By 2002, things began to spiral out of control like never before. My cholesterol levels sky rocketed. My energy plummeted. I was back in mom jeans. Yet, I negotiated with myself repeatedly saying next week, next week, next week. The bigger that I became the more that I put off doing the one thing that I knew would help.
During 2006, I bought size-14 stretchy jeans and an even more deadly cycle started. Instead of doing moderate exercise and monitoring my intake, I pushed my body up and down the scale with yo-yo exercise and fad diets and flushes.

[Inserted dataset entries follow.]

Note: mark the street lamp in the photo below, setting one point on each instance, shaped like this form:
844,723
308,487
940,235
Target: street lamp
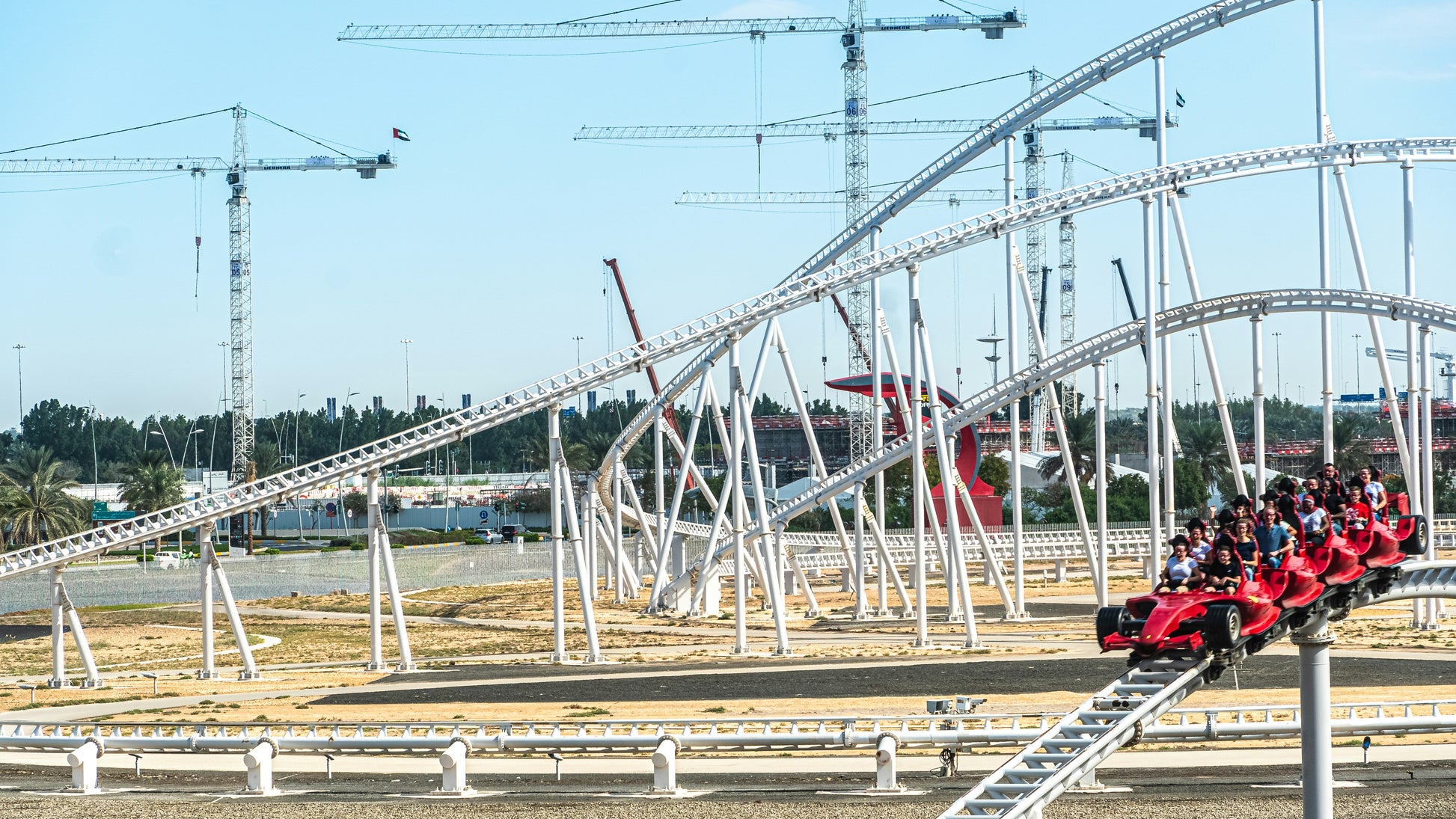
19,381
408,397
1279,380
163,434
1357,363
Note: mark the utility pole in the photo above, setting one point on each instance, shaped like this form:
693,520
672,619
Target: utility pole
1279,380
578,364
19,381
855,106
408,397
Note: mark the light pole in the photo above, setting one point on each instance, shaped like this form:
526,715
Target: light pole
578,366
1357,363
19,381
95,458
1193,345
408,397
1279,380
296,418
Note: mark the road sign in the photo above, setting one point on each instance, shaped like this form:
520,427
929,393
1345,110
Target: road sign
103,512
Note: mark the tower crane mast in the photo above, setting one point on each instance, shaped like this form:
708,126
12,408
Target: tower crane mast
239,246
857,105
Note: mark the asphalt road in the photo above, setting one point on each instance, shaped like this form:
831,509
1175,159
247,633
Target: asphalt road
755,680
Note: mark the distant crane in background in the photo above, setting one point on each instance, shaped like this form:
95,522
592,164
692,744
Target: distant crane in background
857,105
1400,355
1039,271
239,246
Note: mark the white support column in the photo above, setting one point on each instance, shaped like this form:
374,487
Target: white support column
260,768
397,603
589,531
204,559
1392,400
375,537
453,780
236,622
57,632
1014,409
1100,403
1428,464
589,614
1220,400
1059,423
917,477
877,405
82,643
738,418
861,591
886,761
1165,301
1413,403
1151,346
664,766
775,562
618,559
658,491
957,583
83,766
1322,134
1317,766
558,581
1260,483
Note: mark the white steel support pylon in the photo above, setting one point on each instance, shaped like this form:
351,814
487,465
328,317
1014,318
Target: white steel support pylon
241,300
857,201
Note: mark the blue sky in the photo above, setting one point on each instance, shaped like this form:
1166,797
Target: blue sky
485,245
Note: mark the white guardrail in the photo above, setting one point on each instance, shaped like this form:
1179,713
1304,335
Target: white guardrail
258,743
762,734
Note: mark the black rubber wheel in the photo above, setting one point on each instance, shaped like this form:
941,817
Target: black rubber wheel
1111,620
1220,626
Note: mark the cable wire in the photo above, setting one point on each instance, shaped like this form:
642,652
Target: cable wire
620,12
563,54
118,132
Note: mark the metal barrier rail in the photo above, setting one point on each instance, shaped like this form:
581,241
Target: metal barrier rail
766,734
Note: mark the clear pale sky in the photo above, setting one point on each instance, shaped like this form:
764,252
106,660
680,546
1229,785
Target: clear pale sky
485,245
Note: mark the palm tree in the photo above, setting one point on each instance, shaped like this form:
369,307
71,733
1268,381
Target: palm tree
150,485
1203,444
1082,446
1351,451
34,505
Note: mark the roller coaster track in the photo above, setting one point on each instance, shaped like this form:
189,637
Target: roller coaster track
749,313
994,224
1072,85
1116,714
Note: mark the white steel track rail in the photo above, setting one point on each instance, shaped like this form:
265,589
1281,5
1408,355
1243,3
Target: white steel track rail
709,329
1226,723
995,224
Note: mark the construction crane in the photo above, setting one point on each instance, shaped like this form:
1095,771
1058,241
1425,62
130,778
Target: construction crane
1145,126
1448,371
857,127
1040,271
239,246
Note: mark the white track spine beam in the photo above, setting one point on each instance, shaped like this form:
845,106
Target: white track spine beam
1082,740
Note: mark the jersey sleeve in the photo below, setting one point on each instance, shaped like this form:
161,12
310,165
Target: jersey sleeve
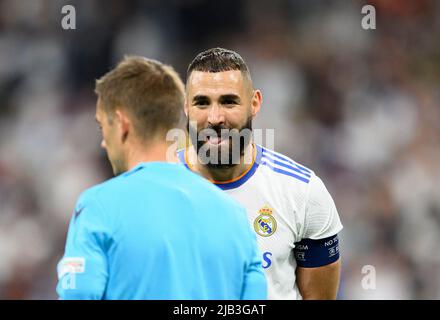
255,285
82,272
319,243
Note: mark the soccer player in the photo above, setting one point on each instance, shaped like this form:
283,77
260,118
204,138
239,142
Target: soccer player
157,230
288,206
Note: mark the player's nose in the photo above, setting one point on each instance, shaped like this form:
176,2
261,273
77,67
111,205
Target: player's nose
216,115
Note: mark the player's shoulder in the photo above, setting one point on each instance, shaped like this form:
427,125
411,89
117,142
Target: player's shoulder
282,165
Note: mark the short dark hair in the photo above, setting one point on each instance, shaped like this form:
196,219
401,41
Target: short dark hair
218,60
152,92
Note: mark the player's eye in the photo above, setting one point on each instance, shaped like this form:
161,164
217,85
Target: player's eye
202,103
230,102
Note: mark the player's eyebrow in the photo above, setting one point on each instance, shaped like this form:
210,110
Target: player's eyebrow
230,97
200,98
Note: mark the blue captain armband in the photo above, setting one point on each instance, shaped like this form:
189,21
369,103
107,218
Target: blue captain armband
311,253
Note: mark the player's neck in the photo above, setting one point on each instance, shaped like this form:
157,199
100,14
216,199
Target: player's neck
219,174
151,151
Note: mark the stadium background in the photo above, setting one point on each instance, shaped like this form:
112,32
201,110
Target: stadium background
358,106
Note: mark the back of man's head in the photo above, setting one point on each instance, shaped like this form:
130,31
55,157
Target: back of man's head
150,92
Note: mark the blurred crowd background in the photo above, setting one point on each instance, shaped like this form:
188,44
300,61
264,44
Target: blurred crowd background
360,107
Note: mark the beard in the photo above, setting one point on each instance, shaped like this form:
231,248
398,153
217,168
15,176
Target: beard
226,153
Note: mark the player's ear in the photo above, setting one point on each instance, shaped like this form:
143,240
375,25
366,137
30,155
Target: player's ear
123,124
185,106
257,100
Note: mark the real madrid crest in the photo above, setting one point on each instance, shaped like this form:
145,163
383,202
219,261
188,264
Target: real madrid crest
265,224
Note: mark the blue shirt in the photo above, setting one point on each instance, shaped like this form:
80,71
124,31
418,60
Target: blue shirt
159,231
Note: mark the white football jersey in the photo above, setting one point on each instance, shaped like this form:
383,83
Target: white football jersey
286,203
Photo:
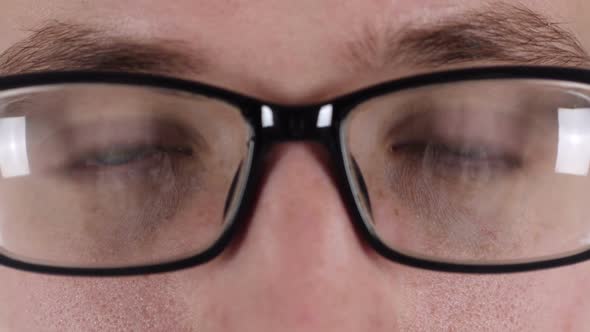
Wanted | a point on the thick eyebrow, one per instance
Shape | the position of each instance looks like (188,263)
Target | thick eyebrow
(62,46)
(499,33)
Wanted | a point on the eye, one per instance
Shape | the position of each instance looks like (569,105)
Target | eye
(127,155)
(457,159)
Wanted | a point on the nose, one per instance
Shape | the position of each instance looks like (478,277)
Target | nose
(299,265)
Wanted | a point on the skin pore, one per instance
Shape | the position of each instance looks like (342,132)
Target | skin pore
(298,265)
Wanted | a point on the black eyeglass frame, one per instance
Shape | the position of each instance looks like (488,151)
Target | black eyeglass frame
(297,123)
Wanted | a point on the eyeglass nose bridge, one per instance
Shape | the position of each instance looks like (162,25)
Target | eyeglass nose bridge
(296,123)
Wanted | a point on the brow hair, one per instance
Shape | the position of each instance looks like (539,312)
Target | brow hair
(64,46)
(497,33)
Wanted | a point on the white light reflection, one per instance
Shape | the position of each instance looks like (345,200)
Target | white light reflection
(573,151)
(325,116)
(267,117)
(14,160)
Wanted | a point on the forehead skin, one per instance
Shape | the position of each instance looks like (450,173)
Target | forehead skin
(289,52)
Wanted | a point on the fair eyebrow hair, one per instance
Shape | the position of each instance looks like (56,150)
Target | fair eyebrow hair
(499,33)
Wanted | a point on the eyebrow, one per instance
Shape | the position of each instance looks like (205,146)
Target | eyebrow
(499,33)
(63,46)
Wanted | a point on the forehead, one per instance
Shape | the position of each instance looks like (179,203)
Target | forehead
(287,50)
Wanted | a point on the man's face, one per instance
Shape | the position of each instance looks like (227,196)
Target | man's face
(298,265)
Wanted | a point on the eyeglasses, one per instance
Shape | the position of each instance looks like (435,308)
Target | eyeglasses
(478,171)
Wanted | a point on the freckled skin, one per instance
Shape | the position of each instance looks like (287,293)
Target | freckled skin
(299,266)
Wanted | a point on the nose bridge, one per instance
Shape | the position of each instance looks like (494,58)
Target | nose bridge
(299,217)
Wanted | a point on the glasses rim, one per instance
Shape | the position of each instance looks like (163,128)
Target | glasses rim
(292,123)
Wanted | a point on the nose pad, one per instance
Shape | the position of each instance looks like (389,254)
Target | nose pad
(362,186)
(232,189)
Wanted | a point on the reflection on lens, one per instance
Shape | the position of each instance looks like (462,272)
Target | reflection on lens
(111,175)
(485,172)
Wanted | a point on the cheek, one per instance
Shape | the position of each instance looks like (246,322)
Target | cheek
(554,300)
(30,302)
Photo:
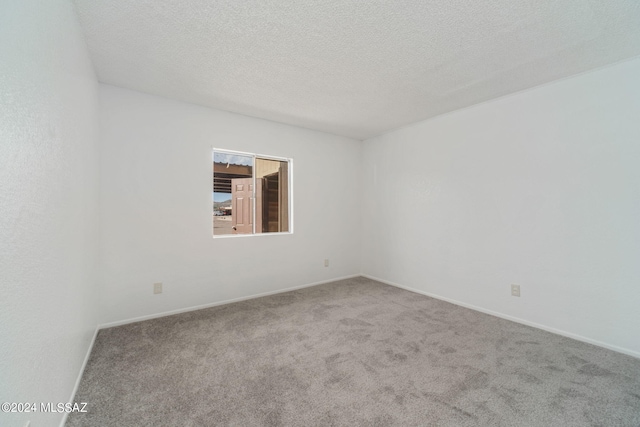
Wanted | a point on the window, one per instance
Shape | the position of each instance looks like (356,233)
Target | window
(251,186)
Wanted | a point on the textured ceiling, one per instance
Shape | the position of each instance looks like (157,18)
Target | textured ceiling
(351,67)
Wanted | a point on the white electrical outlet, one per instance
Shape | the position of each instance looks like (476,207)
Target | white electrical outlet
(515,290)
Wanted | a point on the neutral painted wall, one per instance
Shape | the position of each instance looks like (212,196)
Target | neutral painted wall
(48,204)
(540,189)
(156,208)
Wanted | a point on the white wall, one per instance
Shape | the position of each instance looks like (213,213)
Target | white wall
(156,207)
(541,189)
(48,204)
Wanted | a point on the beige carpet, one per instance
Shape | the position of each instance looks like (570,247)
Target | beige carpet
(351,353)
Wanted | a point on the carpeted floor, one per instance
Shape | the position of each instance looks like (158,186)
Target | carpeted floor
(351,353)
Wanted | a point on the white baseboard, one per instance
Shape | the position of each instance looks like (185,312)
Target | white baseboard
(181,310)
(214,304)
(622,350)
(82,368)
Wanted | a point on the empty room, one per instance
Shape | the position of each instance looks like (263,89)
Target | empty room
(331,213)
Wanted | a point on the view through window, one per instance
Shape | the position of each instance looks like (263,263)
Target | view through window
(251,194)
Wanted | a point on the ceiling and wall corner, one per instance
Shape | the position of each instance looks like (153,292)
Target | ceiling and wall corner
(350,67)
(48,205)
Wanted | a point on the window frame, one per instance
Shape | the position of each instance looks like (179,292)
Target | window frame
(255,156)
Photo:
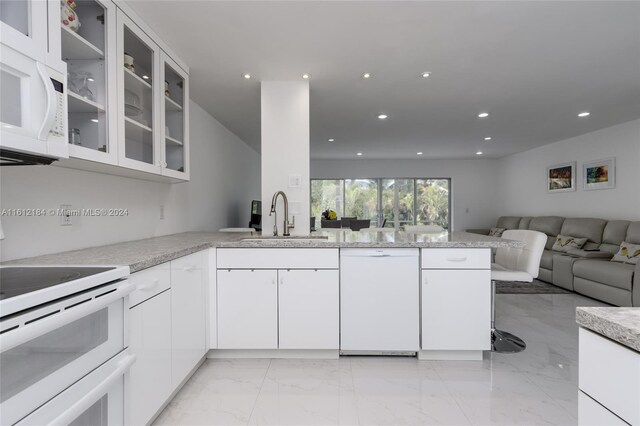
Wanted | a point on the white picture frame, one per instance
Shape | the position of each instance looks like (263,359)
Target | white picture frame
(599,174)
(561,177)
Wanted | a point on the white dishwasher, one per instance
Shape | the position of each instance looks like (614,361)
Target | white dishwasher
(379,301)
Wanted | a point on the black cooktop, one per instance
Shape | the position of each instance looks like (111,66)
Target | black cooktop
(18,280)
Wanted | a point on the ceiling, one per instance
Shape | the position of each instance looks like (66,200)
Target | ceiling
(532,65)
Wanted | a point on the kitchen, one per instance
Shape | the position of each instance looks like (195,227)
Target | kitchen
(147,185)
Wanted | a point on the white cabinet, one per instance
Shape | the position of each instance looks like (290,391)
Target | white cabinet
(247,309)
(614,385)
(456,303)
(187,315)
(150,340)
(456,309)
(23,27)
(308,309)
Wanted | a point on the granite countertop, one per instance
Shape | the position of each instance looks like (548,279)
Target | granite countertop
(619,324)
(142,254)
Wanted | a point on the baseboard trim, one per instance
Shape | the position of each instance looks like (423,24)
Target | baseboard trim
(274,353)
(450,355)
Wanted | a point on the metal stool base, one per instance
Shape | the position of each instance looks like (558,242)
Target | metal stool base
(506,343)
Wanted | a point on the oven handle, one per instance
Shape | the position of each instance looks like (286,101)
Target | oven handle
(95,394)
(31,331)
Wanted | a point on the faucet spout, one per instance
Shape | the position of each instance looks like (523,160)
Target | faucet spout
(287,225)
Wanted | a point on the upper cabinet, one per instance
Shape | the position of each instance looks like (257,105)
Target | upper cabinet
(88,47)
(175,113)
(139,117)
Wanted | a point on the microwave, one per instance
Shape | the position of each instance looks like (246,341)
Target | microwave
(33,107)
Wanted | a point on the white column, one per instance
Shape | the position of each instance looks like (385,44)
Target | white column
(285,153)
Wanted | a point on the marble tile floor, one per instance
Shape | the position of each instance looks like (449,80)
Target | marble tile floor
(538,386)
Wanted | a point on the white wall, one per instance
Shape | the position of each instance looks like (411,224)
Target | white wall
(523,177)
(285,151)
(473,182)
(225,177)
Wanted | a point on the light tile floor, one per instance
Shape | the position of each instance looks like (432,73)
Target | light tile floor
(538,386)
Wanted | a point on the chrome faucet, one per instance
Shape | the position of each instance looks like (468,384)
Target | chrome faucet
(287,225)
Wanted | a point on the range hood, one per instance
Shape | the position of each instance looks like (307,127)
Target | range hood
(15,158)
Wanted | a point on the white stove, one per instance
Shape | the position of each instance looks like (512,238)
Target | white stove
(63,344)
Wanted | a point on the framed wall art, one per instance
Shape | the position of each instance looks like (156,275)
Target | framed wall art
(599,174)
(561,177)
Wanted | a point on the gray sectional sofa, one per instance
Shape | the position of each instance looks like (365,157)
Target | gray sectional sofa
(588,271)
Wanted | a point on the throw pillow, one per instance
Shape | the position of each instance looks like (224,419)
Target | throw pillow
(496,232)
(564,242)
(628,253)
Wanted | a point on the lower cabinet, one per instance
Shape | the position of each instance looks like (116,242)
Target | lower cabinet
(150,340)
(456,309)
(278,309)
(187,315)
(166,332)
(247,309)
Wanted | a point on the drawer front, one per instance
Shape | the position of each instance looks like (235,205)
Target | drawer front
(455,258)
(189,263)
(149,282)
(590,413)
(277,258)
(616,385)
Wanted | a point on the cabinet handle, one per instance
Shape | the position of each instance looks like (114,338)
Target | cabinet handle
(152,284)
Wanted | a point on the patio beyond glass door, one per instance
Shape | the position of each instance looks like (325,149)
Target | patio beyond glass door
(138,78)
(175,114)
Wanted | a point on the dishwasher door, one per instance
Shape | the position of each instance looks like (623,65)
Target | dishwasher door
(379,300)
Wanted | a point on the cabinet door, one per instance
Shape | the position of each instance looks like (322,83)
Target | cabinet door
(90,55)
(175,114)
(150,340)
(456,309)
(309,311)
(247,309)
(187,315)
(138,70)
(23,27)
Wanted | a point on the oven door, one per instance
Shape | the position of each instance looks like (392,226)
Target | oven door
(96,400)
(47,349)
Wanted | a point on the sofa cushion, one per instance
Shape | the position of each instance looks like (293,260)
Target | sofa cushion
(633,233)
(524,222)
(614,274)
(508,222)
(614,234)
(546,261)
(588,228)
(565,242)
(628,253)
(549,225)
(496,232)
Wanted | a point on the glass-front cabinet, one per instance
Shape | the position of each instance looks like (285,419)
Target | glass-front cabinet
(88,48)
(138,115)
(175,113)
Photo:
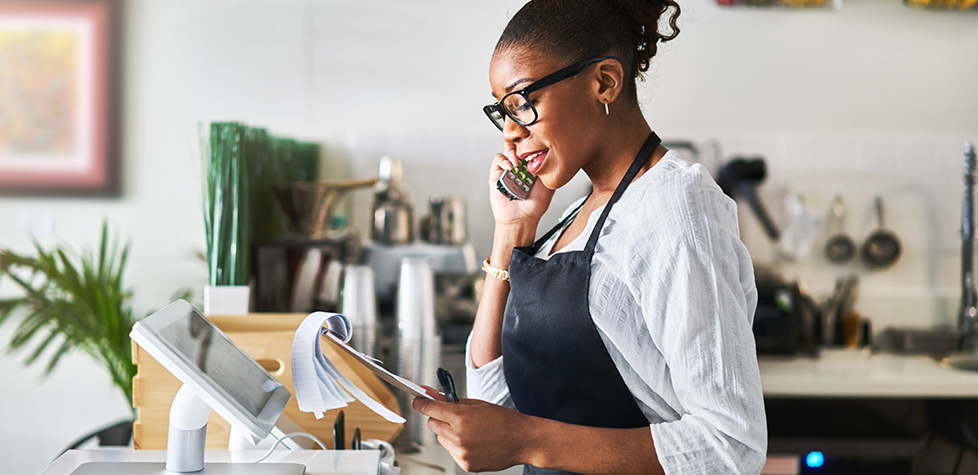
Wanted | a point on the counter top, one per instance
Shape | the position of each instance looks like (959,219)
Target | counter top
(317,462)
(854,373)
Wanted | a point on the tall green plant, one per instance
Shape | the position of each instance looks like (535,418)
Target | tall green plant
(73,303)
(242,167)
(226,207)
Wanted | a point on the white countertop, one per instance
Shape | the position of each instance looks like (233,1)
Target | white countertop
(854,373)
(433,460)
(317,462)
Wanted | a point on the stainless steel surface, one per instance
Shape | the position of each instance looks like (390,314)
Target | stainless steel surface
(392,220)
(968,311)
(446,221)
(360,306)
(962,362)
(309,205)
(934,342)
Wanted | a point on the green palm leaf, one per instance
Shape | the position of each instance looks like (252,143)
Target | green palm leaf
(75,299)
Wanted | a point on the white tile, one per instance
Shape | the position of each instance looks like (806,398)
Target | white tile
(913,155)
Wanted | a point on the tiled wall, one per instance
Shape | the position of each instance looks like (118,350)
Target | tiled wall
(918,177)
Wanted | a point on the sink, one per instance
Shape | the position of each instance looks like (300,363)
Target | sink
(967,362)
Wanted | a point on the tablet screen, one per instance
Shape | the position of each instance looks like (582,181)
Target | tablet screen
(198,343)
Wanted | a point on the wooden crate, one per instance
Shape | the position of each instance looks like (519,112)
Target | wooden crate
(268,339)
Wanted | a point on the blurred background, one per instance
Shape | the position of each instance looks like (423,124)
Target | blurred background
(873,98)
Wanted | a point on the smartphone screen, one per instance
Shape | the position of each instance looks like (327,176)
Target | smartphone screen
(516,183)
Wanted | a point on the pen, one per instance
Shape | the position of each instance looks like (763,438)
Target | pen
(339,432)
(447,385)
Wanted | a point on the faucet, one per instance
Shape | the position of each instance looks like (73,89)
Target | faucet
(968,313)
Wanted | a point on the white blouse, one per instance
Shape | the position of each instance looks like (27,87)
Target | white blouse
(672,295)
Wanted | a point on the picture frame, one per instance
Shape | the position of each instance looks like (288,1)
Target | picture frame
(60,131)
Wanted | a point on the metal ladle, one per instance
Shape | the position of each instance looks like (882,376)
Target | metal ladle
(840,248)
(882,247)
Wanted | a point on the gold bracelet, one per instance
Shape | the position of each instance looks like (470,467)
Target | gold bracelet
(494,271)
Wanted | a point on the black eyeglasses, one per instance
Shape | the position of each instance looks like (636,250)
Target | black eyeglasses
(517,106)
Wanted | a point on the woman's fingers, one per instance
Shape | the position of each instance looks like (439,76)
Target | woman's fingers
(434,393)
(510,152)
(443,430)
(443,411)
(500,165)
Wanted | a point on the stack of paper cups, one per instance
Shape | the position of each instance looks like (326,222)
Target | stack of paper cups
(360,306)
(419,342)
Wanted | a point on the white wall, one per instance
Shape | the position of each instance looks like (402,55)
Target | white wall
(874,95)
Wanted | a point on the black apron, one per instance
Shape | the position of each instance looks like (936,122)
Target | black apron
(555,363)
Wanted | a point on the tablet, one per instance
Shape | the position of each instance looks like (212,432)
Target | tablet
(225,377)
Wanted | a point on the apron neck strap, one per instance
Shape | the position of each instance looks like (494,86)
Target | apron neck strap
(643,156)
(560,225)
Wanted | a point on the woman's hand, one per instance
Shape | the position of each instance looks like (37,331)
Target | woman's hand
(479,436)
(515,212)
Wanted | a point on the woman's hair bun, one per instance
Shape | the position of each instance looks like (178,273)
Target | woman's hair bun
(647,15)
(574,30)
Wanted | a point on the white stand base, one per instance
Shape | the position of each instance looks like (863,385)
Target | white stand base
(226,300)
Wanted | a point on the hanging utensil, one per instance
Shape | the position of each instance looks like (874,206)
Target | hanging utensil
(840,247)
(882,247)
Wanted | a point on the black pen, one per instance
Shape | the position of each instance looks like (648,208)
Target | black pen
(447,385)
(339,432)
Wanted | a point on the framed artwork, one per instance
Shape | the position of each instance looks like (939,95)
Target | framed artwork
(59,90)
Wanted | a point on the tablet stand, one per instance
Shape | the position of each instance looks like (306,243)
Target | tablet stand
(186,439)
(187,435)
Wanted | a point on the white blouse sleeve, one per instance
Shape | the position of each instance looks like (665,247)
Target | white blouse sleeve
(487,382)
(699,310)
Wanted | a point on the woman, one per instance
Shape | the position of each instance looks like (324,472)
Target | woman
(621,341)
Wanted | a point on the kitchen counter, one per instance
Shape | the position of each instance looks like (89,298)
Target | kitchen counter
(317,462)
(857,374)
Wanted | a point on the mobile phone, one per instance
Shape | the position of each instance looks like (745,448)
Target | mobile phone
(515,184)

The cycle came to an abrupt halt in January 2010. I was wearing XL stretchy warm ups and size 18 slacks with stacks of unworn size 8-14 clothes in my closet. I had a terrifying cardiac event. I was rushed to the emergency room and hooked up to wires upon wires and given test upon test. After the dust settled a few weeks later, my doctor gave me the live-or-die talk. My cardiac health appeared within a healthy range. Yet, I had edema, high cholesterol, gout, depression, anxiety, a torn rotor cuff from falling due to my weight, and an emotionally and mentally-abusive employer that thrived on stress.
That was the turning point for me. I quit my high-stress job. I focused on practicing what I coached as an academically-sound behavioral-modification coach specializing in tobacco cessation and, gulp, weight management. I finally just did two-to-one-God-and-man-made-carb days, fresh fruits and veggies, walking, protein-based meals, 2 tablespoons of healthy fats per day, more walking, goals, and rewards. Portion management, pre-planning meals, apples, non-fat Greek yogurt, and fresh air became my best friends. While the first 25 pounds came off, I climbed hills, did yoga and T-Tapp, and slowly began running again with Kangoo Jumps. Everything else in my life took second place to this. Nothing was more important than saving my life. I was worth living.
By August 2010, I was training for a 5K and decided that it was time to develop my coaching practice: www.clearactionnow.com. By January 2011, I felt ready to amp up my core strength and reduce body fat. I entered the 2011-T-Tapp-January-Jumpstart challenge and did the Mini-Max series for lower body and arms. No excuses. When I wasn't up for anything else, I sure could walk. By then end of week four, I released 22.75” and 7 pounds overall. However, I measure my progress differently.
All in all, my mental focus changed. Yes, I measure my progress by no edema or gout flares for over one year, my cholesterol level lowering 100 points, a pain-free shoulder, and significantly reduced depression and anxiety. Yet, I also measure my progress by finally admitting to myself and you that I have underlying self-worth, body-image, and resulting wellness challenges. I measure my progress by admitting what I know and what I am in such an open forum or social network. Doing so is terrifying; yet, necessary if I want to develop. For the rest of my life, I must first help myself if I want to effectively help anyone. As Mother Teresa said, "To keep a lamp burning, we have to keep putting oil in it."
"Be clear on who you are and then be it" (Be True Be Happy, Hanns-Oskar Porr).